My own thinking is we have to have a two-pronged approach: the first, supporting all those technical and economic fixes that may somehow blunt the climate crisis and support the 9+ billion humans that are soon going to inhabit this planet, getting them through the keyhole of climate-challenged food production and climate-fueled mass migration, while trying to also save as much of the non-human world as we can. Who knows? Maybe there will be enough technical fixes to manage it, ones that we can't entirely predict. Paul Ehrlich didn't imagine the Green Revolution, which has fed a whole lot of people. (Many would say that it just postponed things, plus the huge environmental drawbacks.)

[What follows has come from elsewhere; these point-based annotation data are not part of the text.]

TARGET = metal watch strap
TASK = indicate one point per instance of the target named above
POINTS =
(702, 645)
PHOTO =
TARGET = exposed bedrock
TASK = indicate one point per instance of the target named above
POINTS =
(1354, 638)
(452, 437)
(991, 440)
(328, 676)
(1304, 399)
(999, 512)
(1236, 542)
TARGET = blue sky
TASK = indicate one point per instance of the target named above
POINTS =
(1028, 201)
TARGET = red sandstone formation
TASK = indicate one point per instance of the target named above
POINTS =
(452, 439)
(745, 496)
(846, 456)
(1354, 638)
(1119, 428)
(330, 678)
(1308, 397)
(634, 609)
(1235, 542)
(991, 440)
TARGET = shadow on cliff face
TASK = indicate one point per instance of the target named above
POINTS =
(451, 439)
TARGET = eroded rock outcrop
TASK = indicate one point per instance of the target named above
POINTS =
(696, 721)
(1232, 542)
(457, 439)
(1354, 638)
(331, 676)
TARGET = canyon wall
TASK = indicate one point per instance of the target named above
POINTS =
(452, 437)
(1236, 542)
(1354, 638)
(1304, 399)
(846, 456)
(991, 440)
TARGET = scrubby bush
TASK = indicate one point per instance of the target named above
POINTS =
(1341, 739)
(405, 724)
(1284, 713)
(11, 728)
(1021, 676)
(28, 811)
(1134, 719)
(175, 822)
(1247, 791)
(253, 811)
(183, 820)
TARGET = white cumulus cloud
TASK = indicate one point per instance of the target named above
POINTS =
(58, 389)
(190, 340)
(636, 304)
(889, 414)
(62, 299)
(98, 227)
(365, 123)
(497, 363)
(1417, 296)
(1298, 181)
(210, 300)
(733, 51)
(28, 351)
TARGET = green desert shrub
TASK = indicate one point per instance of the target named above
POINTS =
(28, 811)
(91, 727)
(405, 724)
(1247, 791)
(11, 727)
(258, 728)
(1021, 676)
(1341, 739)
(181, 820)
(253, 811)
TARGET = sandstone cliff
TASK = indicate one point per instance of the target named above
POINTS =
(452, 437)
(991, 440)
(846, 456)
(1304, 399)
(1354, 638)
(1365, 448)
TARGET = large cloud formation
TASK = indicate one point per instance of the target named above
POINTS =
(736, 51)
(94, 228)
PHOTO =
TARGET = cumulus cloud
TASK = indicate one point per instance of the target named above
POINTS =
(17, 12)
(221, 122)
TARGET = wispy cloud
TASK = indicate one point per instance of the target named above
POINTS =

And the second prong, doing the kind of community building right where we live so that when the excrement hits the oscillating blades (more than it already is), we'll have some sort of local resiliency to weather the storm without going full personal bunker. But that's really hard here in the US (and many other places, probably) when we're so atomized by culture and divided by politics. I'm really bad at that kind of community building, by the way, since I'm such a writing hermit, so I'm no one to talk.
One thing that did give me hope was this movie, Join or Die, https://www.imdb.com/title/tt26081864/ . It's a documentary on Robert Putnam, who wrote Bowling Alone. (It's dragged down by the inclusion of some triggering political people, which I wish they'd omitted.) Maybe the solution to all our problems is for everyone to join some sort of club!
And now I have to post this, typos and all, and run off to our neighborhood's monthly lunch.